Nathaniel Hackett | HC | Grade: 48.1
There were plenty of issues, and getting the play-calls in time remains a big one. However, Hackett did not display the same level of incompetence with decision-making as he did in the final seven minutes of their first game. That alone is the biggest reason for the spike in his grade.
That said, there is still a tremendous amount of work for Hackett to do, which goes beyond getting plays faster. Penalties remain an issue, and the red-zone issues need to be fixed. Helping cut back on the 25 penalties that the Broncos have been flagged on will help.
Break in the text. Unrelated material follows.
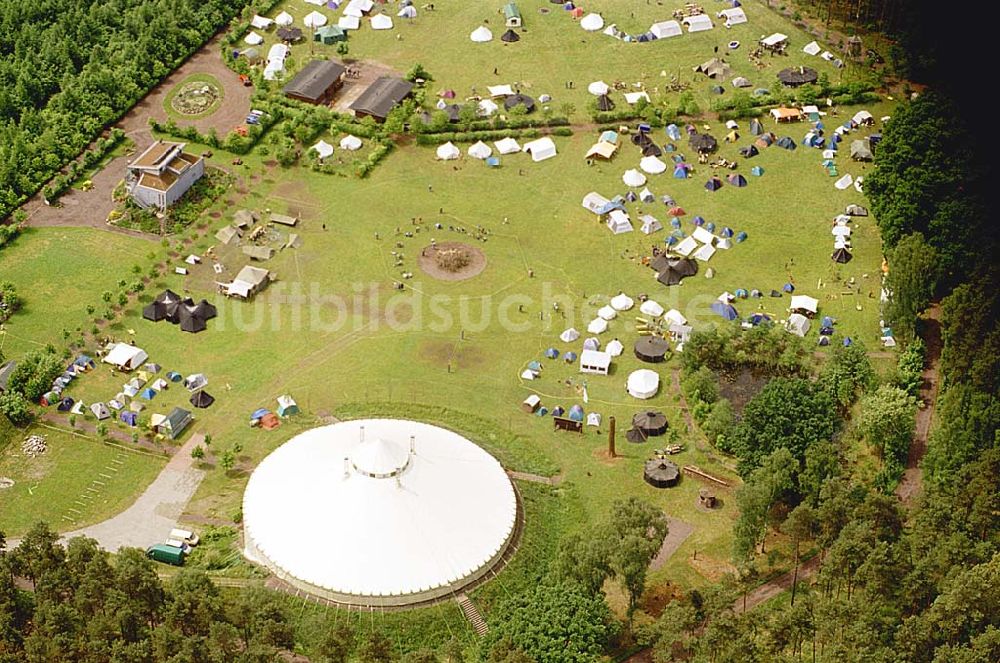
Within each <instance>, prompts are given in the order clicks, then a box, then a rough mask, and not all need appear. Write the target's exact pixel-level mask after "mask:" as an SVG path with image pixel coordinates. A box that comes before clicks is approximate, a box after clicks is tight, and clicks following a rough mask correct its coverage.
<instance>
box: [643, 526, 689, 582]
mask: <svg viewBox="0 0 1000 663" xmlns="http://www.w3.org/2000/svg"><path fill="white" fill-rule="evenodd" d="M692 532H694V525H691V524H690V523H686V522H684V521H683V520H677V519H676V518H670V517H669V516H668V517H667V536H666V537H665V538H664V539H663V545H662V546H660V552H658V553H656V557H654V558H653V561H652V562H650V563H649V570H650V571H655V570H657V569H659V568H661V567H662V566H663V565H664V564H666V563H667V560H669V559H670V558H671V557H673V554H674V553H675V552H677V549H678V548H680V547H681V544H682V543H684V541H685V540H686V539H687V538H688V537H689V536H691V533H692Z"/></svg>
Finally, when the offense is sputtering, Hackett has to show more to get them out of the spiral and do so quicker than he did. The Broncos struggled offensively against the Texans and often shot themselves in the foot. The majority of that falls at Hackett’s feet.
Ejiro Evero | DC | Grade: 73.9
There are still questionable decisions, especially with personnel, from Evero. For example, having Singleton being the Bear-front linebacker will forever be a mystery. As for actual performance, Evero needs to figure out how to get tackling down with the players. Two games in, and missed tackles have been a consistent issue.
The run defense is also a concern, as the Broncos rank 10th in most rush yards allowed per game. Teams have identified a weakness here — DeShawn Williams — so Evero needs to either help him improve or provide help. There also can be more done to help the pass rushers get home, as the Broncos got close to Davis Mills often but fell short due to a quicker passing game.
It was an overall good game, but the defense was supposed to handle Mills and the Texans the way it did.
Dwayne Stukes | STC | Grade: 63.7
There were improvements from Week 1, but there is still plenty of work to do. Stukes has to improve his blocking on the punt team as Corliss Waitman came close to having a couple of attempts blocked.
Stukes also needs to get better coverage from his gunners to bring down the ball. Blocking on kick returns was once again messy and remains a priority to get fixed. A work in progress, but steps are being made.